I once wrote it (EDIT: see below for limitations and explanations). From http://stackoverflow.com/a/10287598/34509 :

template<typename T> 
constexpr typename remove_reference<T>::type makeprval(T && t) {
  return t;
}

#define isprvalconstexpr(e) noexcept(makeprval(e))

However there are many kinds of constant expressions. The above answer detects prvalue constant expressions.


Explanation

The noexcept(e) expression gives false iff e contains

  • a potentially evaluated call to a function that does not have a non-throwing exception-specification unless the call is a constant expression,
  • a potentially evaluated throw expression,
  • a potentially evaluated throwable form of dynamic_cast or typeid.

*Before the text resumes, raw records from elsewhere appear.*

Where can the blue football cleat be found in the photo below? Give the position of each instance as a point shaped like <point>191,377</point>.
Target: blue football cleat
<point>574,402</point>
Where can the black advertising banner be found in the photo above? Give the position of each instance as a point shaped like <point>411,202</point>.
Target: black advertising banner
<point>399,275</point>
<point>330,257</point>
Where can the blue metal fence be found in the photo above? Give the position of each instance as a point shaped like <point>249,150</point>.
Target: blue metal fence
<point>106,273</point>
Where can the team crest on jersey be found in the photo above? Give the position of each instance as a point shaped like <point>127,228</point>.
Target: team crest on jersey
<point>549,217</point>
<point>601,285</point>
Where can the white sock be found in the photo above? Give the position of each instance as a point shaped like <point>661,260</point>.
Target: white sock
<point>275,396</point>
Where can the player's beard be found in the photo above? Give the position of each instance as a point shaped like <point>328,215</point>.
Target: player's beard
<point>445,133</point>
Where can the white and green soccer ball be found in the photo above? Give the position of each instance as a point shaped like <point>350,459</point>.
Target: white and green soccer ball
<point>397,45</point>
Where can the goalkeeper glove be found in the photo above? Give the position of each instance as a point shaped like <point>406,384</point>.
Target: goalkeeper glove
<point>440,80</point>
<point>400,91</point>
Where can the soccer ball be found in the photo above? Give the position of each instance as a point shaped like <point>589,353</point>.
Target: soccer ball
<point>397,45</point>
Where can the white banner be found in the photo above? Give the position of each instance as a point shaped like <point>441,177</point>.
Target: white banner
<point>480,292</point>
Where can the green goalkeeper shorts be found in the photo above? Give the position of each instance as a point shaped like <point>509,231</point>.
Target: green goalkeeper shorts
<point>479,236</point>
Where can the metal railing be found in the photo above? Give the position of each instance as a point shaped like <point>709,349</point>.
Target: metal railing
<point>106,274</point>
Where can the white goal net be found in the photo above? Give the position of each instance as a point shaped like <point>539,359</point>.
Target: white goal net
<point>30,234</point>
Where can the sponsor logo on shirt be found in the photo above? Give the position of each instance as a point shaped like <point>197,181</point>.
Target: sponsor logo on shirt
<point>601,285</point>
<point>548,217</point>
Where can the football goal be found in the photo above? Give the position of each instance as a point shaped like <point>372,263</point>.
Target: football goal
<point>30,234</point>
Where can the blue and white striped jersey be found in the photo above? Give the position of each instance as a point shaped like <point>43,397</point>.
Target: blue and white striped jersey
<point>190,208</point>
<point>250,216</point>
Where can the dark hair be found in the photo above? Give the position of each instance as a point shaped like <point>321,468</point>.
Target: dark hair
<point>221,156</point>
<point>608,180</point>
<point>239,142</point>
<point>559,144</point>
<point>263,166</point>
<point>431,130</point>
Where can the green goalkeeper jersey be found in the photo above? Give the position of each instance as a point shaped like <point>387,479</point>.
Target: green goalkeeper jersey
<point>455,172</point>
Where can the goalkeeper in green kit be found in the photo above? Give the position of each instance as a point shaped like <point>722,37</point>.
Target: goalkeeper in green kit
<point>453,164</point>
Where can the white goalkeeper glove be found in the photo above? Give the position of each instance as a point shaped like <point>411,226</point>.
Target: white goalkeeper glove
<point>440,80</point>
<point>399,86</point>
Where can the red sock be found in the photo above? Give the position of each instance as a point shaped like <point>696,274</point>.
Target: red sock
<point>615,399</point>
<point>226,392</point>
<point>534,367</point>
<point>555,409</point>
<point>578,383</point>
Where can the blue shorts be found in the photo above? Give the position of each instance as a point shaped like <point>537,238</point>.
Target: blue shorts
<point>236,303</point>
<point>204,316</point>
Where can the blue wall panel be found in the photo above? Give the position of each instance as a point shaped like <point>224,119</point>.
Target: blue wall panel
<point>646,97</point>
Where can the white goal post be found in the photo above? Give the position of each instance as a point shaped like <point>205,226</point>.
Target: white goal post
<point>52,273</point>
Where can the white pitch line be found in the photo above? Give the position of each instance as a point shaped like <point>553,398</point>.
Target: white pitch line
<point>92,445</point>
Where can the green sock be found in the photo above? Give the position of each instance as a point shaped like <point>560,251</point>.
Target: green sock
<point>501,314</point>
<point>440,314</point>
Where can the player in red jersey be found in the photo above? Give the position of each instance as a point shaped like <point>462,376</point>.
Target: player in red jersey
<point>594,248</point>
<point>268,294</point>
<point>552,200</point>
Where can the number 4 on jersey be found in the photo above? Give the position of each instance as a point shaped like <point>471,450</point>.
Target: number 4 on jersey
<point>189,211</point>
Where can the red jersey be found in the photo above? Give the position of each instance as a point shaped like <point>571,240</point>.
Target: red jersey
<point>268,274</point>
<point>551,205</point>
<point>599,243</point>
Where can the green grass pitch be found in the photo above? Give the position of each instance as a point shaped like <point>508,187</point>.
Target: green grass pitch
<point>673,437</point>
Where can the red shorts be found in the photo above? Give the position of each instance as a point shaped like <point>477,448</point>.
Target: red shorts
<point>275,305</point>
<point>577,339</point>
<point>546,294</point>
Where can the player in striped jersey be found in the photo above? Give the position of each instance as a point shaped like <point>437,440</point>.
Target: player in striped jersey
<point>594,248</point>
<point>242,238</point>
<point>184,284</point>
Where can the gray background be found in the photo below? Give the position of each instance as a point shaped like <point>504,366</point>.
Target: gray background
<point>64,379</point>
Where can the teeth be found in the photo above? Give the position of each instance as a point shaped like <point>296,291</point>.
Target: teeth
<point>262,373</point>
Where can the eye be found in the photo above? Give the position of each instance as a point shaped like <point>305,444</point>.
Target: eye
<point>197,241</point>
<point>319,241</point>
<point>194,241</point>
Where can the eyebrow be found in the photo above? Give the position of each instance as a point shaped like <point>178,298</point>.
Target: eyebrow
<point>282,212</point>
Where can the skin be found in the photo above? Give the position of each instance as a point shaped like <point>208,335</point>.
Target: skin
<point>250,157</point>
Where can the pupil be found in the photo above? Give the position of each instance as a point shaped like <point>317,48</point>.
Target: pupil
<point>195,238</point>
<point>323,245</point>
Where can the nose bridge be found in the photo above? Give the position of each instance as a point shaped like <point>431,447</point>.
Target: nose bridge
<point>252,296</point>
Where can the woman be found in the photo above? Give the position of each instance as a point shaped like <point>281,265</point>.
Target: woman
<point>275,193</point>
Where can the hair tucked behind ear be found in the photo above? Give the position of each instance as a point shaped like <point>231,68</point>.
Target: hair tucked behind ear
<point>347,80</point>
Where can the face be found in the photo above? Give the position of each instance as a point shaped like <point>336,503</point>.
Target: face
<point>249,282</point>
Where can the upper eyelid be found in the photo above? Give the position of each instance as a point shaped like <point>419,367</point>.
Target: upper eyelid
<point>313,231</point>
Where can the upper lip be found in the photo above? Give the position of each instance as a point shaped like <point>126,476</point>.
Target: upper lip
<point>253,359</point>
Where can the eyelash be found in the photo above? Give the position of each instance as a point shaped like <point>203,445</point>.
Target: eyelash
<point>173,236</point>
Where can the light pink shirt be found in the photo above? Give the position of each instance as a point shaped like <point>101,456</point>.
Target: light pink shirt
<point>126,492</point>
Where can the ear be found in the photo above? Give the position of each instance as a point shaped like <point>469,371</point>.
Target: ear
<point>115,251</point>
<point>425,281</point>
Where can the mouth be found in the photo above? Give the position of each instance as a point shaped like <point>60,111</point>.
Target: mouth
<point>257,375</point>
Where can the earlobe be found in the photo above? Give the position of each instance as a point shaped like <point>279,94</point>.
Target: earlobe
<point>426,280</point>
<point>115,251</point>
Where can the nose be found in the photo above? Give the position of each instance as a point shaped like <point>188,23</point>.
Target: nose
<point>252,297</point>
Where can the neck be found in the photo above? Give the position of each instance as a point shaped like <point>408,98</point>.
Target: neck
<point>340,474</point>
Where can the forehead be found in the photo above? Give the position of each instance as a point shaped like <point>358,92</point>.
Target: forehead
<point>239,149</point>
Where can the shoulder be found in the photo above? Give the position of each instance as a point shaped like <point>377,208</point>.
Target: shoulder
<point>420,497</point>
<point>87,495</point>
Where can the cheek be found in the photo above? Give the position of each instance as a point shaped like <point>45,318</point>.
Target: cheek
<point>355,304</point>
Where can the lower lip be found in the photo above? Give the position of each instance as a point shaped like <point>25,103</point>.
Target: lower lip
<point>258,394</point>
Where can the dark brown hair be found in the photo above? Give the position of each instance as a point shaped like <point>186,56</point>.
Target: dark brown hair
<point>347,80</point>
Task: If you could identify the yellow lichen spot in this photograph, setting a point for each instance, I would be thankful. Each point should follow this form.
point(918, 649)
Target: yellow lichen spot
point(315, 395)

Note that the function template makeprval is not declared noexcept, so the call needs to be a constant expression for the first bullet not to apply, and this is what we abuse. We need the other bullets to not apply aswell, but thanksfully, both a throw and a throwable dynamic_cast or typeid aren't allowed in constant expressions aswell, so this is fine.

Limitations

Unfortunately there is a suble limitation, which may or may not matter for you. The notion of "potentially evaluated" is much more conservative than the limits of what constant expressions apply. So the above noexcept may give false negatives. It will report that some expressions aren't prvalue constant expressions, even though they are. Example:

constexpr int a = (0 ? throw "fooled!" : 42);
constexpr bool atest = isprvalconstexpr((0 ? throw "fooled!" : 42));

In the above atest is false, even though the initialization of a succeeded. That is because for being a constant expression, it suffices that the "evil" non-constant sub-expressions are "never evaluated", even though those evil sub-expressions are potentially-evaluated, formally.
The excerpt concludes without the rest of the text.